Week 12: Marketing & Evaluation

Web 2.0 applications allow for new ways of marketing. However, unlike traditional forms of marketing, it has a greater possibility of hitting large, geographically-scattered people rather than focusing on your target market.

Steve Campion says in his article, Building a Social Networking Environment at the Library, “At that point, we were missing only one thing: getting the word out to our patrons. We began receiving comments on our social sites from across the country and around the world, but since our library's media plan hadn't put the social web on its radar, our own patrons knew little of the activity.”

This quote highlights one of the main problems I have with using web 2.0 applications for marketing. Because they have world-wide impact, people who are viewing your facebook, blogs, or following your tweets may not necessarily be people who you wanted to reach – your own patrons.

That is why having some form of evaluation method is important. You want to make an impact and reach your target market, not just any market.

Jeremiah Owyang mentions some of the attributes that can be used for measurements and says that in the past, his report to his stakeholders (about his blogging program) included, “blog site metrics (visitors, page views, top views, top commented posts, IP locations, etc). It would also have lists of qualitative comments and discussions that needed to be answered out on the blogosphere, I’d also send alerts to teams when users were talking about products.”

So if you are able to get information about the IP address of visitors, it may help to uncover if visitors to your site are from your city or from another country.

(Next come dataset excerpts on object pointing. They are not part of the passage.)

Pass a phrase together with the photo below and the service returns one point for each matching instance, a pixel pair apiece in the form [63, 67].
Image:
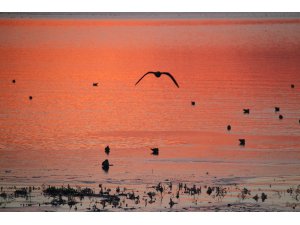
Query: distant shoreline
[149, 15]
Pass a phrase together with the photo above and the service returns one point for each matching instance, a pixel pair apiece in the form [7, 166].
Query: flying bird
[158, 74]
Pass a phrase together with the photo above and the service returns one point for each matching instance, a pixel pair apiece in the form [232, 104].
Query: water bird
[263, 197]
[256, 197]
[242, 142]
[158, 74]
[155, 151]
[246, 111]
[171, 203]
[105, 165]
[209, 190]
[107, 150]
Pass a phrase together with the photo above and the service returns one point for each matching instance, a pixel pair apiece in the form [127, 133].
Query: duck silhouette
[105, 165]
[107, 150]
[246, 111]
[155, 151]
[158, 74]
[242, 142]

But how much information collecting or data mining is permissible? These are things I guess we must look into.

Web 2.0 applications and the knowledge of them have matured, so there is definitely pressure to harness their marketing potential.

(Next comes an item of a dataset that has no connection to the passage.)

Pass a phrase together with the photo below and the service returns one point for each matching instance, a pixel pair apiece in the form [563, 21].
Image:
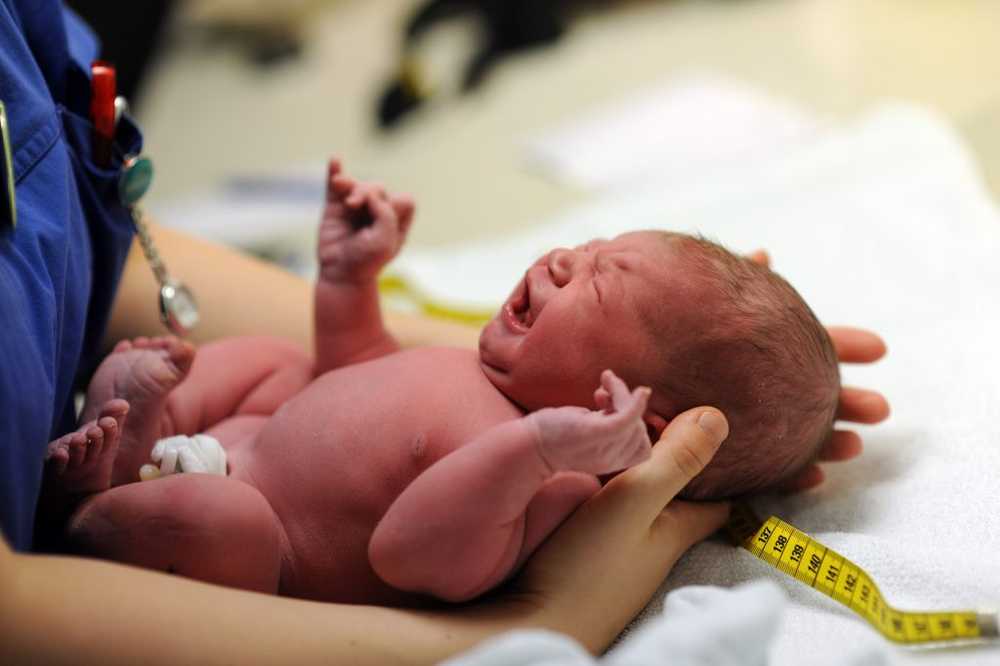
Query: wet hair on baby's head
[757, 352]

Michael Casey & Michael Stephen in their article, Library PR 2.0, states, “The rules of marketing have changed. Do libraries know that?”

According to them, carefully worded or canned PR message no longer work and “Brands are molded and shaped by the audience—and the audience is everyone. People talk. And people listen.”

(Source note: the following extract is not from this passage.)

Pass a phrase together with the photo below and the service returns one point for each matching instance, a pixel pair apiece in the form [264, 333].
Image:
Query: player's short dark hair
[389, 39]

It seems that in a web 2.0 environment, marketing is more monitoring and reacting rather than just creating. Casey & Stephen says that:

PR maven Brian Solis's “Conversation Prism” identifies 22 different channels of social tools where discussions take place and stories are told. We strongly advocate that library staff participate in these discussions, answering both the easy questions and the hard ones, as well.

While I agree with Casey & Stephen’s assertion that “if you don't participate in the story, it will be told without you,” I am not sure that, “Staff at all levels should be actively involved in telling the library's story. Ad hoc marketing committees can spring up easily to promote the next big thing at the library.”

Some of the biggest problems I have encountered while working for larger organizations is with communication breakdowns. The worst type occurs when external communications or special messages are sent to the public but there was no similar follow up for staff, leaving front line staff fielding questions for things that they have no knowledge of. This ends up causing service disruptions and negative feelings among both staff and customers. Customers will come to staff wanting a certain service or win prizes from a contest, etc., and the staff will tell them such a service doesn't exist. Then a couple of says later, some annoucement will arrive after the fact to the staff. Web 2.0 applications, with their ease of use content creation, can potentially escalate that effect of publish first, inform later.

Consistent messaging is important for brand integrity. Having good information channels among all staff to establish core and shared values is important for communicating the library's brand to the public. Before thinking of ways to involve customers into the brand identity, staff must be on the same page first.